Equity Market Outlook

 
 

 

 


 


 

Equity Market Outlook - December, 2011

 
 
 
The Indian equity market continued its downward trend in December 2011, with the Sensex losing another 4%. The year ended with investor sentiments moving from one of hope at the beginning of the year to one of gloom and doom as the year went by. Unlike 2008, it has been a slow downward grind for the equity markets. The benchmark indices declined by around 25% in 2011 but the carnage was quite severe in the mid-cap space and the broader market. The value erosion in some of the mid-cap stocks and sectors is as bad as what was seen in the 2008 crash. The Indian Rupee and equity indices were among the worst performers globally. Much of this was self-inflicted. The domestic macro-economic environment deteriorated sharply due to continued monetary tightening by the central bank. There was also a lack of resolute policy response from the government. Global conditions are tough and the European problems worsened the global macro environment, pushing most economies into a somewhat distressing low-growth cycle, which is now in its third year. One big solace for the global economy, however, is the recovery of the US economy which has surprised positively with its improving PMI, retail sales and employment generation.
 
At home, due to the political logjam, policy decisions have been derailed and the slowdown is quite evident. Recent GDP and IIP data indicates a more subdued FY12. GDP growth is expected to be around 7.25%-7.5%. The growth slowdown has been led by a fall in corporate and government investment. Industrial production has slowed with capital goods registering a 25% de-growth. Business confidence is low and many big Indian Corporates have raised concerns on the government's policy paralysis, regulatory hurdles and lack of reforms. We are witnessing many deferments of the existing projects and delays in capex plans. If the investment rate, which is now at a 5-year low, is to see a revival, regulatory approvals have to be speeded in 2012 and the government needs to act together and fast track the approval process for project clearances. The consensus earnings estimates for FY2012-13 has been revised downwards by 9-10% and the CAGR growth estimate for FY2012-13 now stands at 12%-13%. Any meaningful revival in the equity market can only be led by a reversal in policy rates. With growth slowing down considerably, a cut in policy rates seems inevitable. Headline inflation remained high mainly on account of imported inflationary pressures led by the rupee's depreciation. A complete breakdown in the rupee was arrested, thanks to the increase in FDI and FII investment in debt. This kept the current account deficit at manageable levels and the BoP positive.
 
 
 
Equity Outlook
 
In 2011, emerging market equity, India Included, did not find favour with foreign investors. 2012, however, could be different and surprise us positively.

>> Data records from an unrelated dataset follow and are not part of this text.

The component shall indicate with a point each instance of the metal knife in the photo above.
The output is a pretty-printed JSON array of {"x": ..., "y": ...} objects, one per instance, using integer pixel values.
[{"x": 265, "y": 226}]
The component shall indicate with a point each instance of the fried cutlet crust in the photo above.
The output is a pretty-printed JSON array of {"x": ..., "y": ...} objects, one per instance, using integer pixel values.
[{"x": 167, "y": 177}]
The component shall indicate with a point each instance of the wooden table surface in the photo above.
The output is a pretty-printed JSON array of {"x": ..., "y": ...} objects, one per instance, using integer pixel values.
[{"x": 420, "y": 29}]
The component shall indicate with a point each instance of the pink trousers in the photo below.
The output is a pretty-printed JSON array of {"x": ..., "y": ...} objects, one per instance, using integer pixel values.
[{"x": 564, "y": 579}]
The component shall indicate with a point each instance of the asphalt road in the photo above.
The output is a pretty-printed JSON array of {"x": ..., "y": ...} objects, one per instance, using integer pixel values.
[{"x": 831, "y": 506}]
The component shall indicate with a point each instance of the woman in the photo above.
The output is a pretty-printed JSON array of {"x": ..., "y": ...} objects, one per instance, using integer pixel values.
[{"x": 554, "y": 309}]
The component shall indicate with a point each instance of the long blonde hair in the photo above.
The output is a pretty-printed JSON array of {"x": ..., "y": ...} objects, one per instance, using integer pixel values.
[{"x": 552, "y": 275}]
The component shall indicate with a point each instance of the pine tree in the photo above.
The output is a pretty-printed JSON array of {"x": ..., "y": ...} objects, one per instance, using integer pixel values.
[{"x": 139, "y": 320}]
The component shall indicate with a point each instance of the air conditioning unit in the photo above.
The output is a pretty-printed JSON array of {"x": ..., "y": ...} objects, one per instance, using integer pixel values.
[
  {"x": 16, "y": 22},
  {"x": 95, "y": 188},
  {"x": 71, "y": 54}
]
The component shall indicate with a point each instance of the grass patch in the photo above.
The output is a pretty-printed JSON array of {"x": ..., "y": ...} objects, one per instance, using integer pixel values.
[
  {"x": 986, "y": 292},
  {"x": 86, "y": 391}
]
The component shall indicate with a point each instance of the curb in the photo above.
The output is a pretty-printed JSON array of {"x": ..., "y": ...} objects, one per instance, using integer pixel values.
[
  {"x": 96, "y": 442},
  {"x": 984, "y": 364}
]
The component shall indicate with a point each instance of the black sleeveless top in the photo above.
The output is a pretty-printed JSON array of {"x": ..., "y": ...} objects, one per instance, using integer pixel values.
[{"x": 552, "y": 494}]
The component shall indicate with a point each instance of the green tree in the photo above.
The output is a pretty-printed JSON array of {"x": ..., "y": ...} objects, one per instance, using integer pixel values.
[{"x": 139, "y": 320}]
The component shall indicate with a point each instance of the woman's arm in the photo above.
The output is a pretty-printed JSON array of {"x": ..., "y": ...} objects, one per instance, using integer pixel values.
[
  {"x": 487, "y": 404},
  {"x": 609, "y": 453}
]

How Indian equity will perform in 2012 will depend greatly on how the government and policymakers respond and provide solutions to the stasis in the economy. As the saying goes, in every large problem there lies an opportunity. What could support a revival is the attractive equity valuations, which are near historic lows. Current valuations appear to be discounting all the negatives. The BSE Market Cap to GDP at around 0.6 times is very close to the 2008 panic bottom level of 0.55 times. The equity earnings yield is at 8%, equivalent to the 10 year G-Sec yield. The one year forward P/E multiple is at 12x, significantly lower than the 15 year average of 15x. In this scenario, any resolution to the growth and investment slowdown, could lead to a spectacular rally in the equity market in 2012. Even if the current inaction persists, the downside for the equity market is limited. RBI has been doing Open Market Operations to infuse liquidity and attempting to attract higher debt capital flows through changes in the regulatory regime. With inflation expected to come down to 7% by March 2012, RBI is expected to focus on growth rather than inflation resulting in substantial monetary easing in 2012. Investor sentiments have already turned positive at the start of the New Year 2012 and we believe that all Indian investors would have a happy and prosperous year ahead.